Russell Miers Coryell (December 28, 1891, Cornwall, New York – October 16, 1941, Freeport, New York) was a teacher, writer, and, in the last decade of his life, a popular author of romance serials for the Street & Smith love pulps. He was the fourth son of dime novelist John R. Coryell.

Biography

Russell, like his three brothers, attended Harvard University, class of 1914, but he dropped out after one year, finding “the academic life pretentious and uninspiring.”[1] In the following two years, he served in a variety of odd jobs, from mechanic to department store clerk to bellhop.[2] He was athletic and, like his father, an advocate of physical culture. He made money as a swimming instructor, posing nude for artists, and training Welsh boxing champion Freddie Welsh.[1]

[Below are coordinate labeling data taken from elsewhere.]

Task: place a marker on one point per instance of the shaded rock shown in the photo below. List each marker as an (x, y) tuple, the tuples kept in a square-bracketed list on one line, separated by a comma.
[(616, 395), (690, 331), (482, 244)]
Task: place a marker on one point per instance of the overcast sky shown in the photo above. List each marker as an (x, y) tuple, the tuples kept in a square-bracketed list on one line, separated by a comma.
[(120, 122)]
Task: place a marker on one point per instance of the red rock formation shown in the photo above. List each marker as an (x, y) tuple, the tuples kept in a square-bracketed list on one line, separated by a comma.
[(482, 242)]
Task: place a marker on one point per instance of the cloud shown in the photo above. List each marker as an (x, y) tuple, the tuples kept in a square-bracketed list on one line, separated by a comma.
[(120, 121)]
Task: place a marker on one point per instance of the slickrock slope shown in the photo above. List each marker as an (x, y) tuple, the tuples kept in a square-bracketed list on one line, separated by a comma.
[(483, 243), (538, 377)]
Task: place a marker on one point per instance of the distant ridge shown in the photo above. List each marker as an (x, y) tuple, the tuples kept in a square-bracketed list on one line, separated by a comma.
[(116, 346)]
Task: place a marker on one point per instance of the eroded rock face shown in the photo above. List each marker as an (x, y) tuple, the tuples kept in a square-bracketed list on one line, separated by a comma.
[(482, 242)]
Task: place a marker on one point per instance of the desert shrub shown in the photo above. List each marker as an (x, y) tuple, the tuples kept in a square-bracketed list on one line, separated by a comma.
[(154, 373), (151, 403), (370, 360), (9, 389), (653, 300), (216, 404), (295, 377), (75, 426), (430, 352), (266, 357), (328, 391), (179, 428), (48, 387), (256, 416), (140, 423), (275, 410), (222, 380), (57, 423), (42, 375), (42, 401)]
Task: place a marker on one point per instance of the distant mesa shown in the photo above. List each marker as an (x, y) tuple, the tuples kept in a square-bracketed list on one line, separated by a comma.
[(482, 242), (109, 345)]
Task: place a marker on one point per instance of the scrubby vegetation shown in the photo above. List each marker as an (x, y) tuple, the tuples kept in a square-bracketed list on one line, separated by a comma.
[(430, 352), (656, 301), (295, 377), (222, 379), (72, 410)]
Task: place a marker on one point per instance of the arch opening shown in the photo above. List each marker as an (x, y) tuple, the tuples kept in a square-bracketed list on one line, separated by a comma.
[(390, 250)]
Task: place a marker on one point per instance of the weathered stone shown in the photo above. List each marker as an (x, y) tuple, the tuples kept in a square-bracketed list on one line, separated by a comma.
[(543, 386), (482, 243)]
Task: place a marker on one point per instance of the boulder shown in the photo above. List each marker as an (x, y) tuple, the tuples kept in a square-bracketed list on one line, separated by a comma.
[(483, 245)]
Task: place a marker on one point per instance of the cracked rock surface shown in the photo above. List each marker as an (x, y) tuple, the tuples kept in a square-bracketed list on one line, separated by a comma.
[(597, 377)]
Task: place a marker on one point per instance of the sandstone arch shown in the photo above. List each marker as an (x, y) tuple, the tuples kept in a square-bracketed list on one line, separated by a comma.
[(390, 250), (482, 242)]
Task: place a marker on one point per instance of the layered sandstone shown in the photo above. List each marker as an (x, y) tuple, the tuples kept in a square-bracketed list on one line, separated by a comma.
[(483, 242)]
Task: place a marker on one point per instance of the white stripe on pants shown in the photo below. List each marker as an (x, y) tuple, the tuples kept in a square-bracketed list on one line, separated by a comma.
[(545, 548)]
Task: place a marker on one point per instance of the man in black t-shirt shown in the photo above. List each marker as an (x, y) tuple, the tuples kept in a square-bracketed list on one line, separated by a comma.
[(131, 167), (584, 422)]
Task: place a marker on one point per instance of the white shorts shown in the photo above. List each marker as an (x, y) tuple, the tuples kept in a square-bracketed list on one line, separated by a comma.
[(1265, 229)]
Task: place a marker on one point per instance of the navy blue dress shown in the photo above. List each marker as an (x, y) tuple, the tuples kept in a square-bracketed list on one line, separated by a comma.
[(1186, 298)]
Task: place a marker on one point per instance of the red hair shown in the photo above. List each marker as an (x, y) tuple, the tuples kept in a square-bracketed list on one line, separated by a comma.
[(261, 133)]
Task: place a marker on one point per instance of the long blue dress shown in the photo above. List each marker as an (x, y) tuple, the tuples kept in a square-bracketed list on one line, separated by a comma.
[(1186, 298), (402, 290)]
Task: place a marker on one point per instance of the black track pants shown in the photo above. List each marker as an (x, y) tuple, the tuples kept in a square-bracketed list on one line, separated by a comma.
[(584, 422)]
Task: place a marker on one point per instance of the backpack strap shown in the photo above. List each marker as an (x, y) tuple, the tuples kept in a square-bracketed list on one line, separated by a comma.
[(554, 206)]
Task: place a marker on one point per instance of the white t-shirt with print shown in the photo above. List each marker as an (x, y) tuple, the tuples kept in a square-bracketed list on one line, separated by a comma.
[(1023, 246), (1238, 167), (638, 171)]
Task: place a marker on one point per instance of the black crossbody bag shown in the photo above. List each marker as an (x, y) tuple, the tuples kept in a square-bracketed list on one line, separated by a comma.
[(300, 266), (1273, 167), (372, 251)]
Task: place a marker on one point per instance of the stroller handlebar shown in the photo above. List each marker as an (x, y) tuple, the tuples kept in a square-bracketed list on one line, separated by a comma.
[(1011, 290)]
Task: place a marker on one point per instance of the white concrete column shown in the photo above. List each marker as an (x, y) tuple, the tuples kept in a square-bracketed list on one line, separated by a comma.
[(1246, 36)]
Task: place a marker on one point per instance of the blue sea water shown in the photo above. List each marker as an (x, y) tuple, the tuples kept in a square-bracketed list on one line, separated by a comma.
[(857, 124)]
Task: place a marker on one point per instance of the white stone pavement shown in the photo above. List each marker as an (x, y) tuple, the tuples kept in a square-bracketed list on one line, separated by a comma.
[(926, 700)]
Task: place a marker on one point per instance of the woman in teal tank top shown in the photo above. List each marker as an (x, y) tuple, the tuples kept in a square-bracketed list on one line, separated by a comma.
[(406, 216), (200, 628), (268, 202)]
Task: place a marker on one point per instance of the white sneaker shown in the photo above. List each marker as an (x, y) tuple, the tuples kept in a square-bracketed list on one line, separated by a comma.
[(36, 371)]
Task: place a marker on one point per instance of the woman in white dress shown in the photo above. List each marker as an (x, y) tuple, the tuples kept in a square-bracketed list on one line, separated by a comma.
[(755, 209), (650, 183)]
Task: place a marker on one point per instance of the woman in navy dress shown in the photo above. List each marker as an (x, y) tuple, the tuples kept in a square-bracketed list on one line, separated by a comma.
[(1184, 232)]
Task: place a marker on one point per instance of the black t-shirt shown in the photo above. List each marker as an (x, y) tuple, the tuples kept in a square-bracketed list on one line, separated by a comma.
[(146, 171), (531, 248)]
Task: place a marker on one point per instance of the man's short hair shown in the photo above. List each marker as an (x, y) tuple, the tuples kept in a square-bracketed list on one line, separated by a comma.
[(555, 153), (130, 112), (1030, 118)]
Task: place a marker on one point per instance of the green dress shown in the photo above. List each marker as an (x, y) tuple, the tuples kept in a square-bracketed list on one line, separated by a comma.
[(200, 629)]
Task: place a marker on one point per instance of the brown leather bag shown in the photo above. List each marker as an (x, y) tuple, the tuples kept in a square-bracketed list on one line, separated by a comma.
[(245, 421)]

In the summer of 1912, he lived with poet Robinson Jeffers in Santa Barbara.[3] Coryell served as society editor of the Santa Barbara Independent.[2] From 1913-16, he was a professor of English and art at Boyland, an experimental boarding school in Santa Barbara.[2] He also claimed to have prospected for gold in the Sierra Nevadas and been a cowboy.

After Santa Barbara, he relocated to Europe. He described his occupations as: “war correspondent to the Los Angeles Times, English Professor at Milan, Genoa, and Paris,”[2] and an “advertising manager of a Paris newspaper.”[4] From 1916-20, he was a ship chandler at the ports of Genoa and Trieste. In Trieste, on April 20, 1920, he married a Venetian woman, Lella Franchin. He soon became manager of the Adriatic Marine Supply Company in the disputed Free State of Fiume (now Croatia), under the occupation of Italian poet Gabriele D'Annunzio. In December, during the “Bloody Christmas” actions, the couple, like other Americans, was forced to leave Fiume, with D’Annunzio himself writing across Coryell’s passport: “He leaves Fiume forever to return to his own country.”[5]

Their return may not have been immediate, as Coryell claims to have spent six years abroad.[4] At any rate, the couple relocated to Maine where John R. Coryell had a summer home, and Russell began his writing career. He wrote numerous articles on child rearing and early education. In his early writing career, he published some works under the penname Franklin Holt. His most lucrative work went to the two publishers that his father had been most associated with, Macfadden Publications and Street & Smith. The best known part of his career was a series of romance serials he published from 1934-41 in Street & Smith pulps like Love Story Magazine and Smart Love Stories.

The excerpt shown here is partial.